Critical infrastructures (CIs) are highly susceptible to cyber threats due to their crucial role in the nation and society. Intrusion Detection Systems (IDS) are deployed at the process level to enhance CI security. These process-level IDSs are broadly categorized into univariate and multivariate systems. Our research underscores that both types of systems encounter limitations, especially in handling correlations among process variables (PVs).

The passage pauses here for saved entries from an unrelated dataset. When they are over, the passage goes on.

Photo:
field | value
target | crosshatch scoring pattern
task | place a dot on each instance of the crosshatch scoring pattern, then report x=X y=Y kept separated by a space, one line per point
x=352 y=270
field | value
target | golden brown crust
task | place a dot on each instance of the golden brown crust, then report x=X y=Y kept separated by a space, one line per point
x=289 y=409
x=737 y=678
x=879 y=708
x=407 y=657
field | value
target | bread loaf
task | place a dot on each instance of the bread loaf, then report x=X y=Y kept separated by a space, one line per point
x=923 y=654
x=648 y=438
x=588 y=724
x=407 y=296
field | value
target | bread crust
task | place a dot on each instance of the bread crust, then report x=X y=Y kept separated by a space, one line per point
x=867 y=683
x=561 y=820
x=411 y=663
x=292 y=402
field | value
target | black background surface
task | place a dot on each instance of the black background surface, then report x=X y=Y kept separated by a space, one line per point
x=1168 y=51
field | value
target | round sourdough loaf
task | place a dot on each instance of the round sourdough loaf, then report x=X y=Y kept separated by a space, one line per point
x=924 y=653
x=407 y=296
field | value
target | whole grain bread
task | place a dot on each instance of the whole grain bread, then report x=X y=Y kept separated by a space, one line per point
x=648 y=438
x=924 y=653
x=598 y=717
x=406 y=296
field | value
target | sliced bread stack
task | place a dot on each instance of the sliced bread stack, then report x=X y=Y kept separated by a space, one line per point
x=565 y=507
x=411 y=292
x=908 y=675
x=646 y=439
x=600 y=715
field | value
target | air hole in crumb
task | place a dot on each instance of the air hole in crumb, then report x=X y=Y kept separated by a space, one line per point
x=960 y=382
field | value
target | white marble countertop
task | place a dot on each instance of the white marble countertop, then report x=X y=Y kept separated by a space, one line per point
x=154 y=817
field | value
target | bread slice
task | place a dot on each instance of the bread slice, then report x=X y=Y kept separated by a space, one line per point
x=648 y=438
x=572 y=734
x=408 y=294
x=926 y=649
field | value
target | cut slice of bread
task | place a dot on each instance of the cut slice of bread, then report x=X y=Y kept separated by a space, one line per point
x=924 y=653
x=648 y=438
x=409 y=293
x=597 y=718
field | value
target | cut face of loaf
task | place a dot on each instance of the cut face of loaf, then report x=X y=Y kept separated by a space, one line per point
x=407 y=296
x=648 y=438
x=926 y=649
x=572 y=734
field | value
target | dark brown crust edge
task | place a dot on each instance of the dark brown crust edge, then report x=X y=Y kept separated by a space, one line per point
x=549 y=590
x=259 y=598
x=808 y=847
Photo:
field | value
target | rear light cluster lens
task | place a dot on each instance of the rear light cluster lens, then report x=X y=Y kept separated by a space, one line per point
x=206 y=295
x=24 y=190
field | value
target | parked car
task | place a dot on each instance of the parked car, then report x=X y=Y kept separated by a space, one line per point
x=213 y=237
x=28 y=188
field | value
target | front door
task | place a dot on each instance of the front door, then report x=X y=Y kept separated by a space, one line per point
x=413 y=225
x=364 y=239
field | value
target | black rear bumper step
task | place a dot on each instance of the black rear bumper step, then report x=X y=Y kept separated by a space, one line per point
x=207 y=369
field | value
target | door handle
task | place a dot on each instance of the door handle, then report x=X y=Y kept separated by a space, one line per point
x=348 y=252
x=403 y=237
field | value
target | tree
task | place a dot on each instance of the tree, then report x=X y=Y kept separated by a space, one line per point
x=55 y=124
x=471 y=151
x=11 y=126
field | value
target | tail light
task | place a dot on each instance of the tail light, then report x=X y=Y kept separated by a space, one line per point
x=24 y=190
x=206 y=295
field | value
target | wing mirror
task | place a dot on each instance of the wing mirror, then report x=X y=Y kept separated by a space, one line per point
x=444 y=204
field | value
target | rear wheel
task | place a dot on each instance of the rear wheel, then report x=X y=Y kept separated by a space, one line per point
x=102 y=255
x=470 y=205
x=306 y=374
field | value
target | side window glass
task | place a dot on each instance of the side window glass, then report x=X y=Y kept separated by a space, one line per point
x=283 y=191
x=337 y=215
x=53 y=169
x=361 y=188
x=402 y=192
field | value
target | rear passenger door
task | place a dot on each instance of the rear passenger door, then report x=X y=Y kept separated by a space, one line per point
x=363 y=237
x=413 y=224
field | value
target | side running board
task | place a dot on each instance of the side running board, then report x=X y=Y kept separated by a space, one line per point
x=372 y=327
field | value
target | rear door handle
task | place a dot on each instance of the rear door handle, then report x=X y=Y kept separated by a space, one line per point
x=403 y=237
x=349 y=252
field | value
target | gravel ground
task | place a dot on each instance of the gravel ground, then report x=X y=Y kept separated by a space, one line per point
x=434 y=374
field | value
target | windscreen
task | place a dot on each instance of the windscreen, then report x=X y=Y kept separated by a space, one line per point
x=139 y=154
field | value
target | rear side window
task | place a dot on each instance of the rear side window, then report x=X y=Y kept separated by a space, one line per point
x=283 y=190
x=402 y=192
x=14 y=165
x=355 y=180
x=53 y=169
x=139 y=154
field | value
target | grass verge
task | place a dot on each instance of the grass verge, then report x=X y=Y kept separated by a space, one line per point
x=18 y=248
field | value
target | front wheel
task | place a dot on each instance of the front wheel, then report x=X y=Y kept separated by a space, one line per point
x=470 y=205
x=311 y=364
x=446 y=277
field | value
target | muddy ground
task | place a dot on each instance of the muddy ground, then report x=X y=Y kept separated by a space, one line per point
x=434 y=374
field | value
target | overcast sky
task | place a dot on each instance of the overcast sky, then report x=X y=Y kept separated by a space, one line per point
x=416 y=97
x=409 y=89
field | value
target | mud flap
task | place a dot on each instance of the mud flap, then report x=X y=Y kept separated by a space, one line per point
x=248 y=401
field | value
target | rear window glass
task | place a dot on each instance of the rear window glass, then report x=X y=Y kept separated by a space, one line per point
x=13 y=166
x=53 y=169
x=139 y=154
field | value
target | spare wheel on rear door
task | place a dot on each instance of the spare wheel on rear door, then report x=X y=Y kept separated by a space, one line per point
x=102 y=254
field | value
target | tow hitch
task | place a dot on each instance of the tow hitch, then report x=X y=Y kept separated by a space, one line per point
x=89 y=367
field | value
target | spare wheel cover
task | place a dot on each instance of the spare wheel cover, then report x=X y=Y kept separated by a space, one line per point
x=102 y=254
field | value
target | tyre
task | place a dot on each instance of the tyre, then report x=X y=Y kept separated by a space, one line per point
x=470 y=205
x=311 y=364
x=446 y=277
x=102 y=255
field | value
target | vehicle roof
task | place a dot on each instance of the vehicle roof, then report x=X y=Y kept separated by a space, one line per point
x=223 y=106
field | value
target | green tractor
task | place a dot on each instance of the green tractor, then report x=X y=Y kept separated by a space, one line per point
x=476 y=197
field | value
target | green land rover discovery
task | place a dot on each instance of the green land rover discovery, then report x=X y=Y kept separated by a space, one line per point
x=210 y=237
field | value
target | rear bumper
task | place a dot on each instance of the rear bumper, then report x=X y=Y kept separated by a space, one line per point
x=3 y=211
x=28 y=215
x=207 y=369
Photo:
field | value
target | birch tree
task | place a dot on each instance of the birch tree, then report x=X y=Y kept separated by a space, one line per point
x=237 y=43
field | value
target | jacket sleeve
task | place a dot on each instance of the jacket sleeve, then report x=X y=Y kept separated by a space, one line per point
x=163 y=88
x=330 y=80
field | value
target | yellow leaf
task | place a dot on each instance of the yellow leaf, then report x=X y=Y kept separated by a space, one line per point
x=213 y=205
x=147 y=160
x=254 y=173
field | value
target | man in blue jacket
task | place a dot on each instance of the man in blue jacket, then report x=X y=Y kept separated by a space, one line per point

Univariate IDSs neglect correlations by assessing PVs in isolation, while multivariate IDSs capture these but are vulnerable to evasion attacks. In response, we introduce ProIDS- a novel segmentation and segregation-based process-level IDS. ProIDS leverages the inherent correlations among PVs while segregating them into distinct units to enhance security against evolving threats. This strategic approach ensures the capture of correlations and mitigates the risk of evasion attacks, enhancing the system’s ability to detect abnormal activities. Additionally, ProIDS offers non-parametric modeling for heightened performance, minimal computational overhead, and noise reduction properties. Our comprehensive experiments demonstrate ProIDS’s superiority over baseline methods, delivering precise detection of various attacks while maintaining operational efficiency.

中文翻译：

---

ProIDS：基于分段和隔离的进程级入侵检测系统，用于保护关键基础设施


关键基础设施（CI）因其在国家和社会中的关键作用而极易受到网络威胁。入侵检测系统（IDS）部署在流程级别以增强 CI 安全性。这些进程级 IDS 大致分为单变量和多变量系统。我们的研究强调，两种类型的系统都存在局限性，特别是在处理过程变量 (PV) 之间的相关性方面。单变量 IDS 通过单独评估 PV 来忽略相关性，而多变量 IDS 可以捕获这些相关性，但容易受到逃避攻击。为此，我们引入了 ProIDS——一种新颖的基于分段和隔离的进程级 IDS。 ProIDS 利用 PV 之间的固有相关性，同时将它们分为不同的单元，以增强针对不断变化的威胁的安全性。这种战略方法可确保捕获相关性并降低规避攻击的风险，从而增强系统检测异常活动的能力。此外，ProIDS 还提供非参数建模，以提高性能、最小化计算开销和降噪特性。我们的综合实验证明了 ProIDS 相对于基线方法的优越性，可以精确检测各种攻击，同时保持运营效率。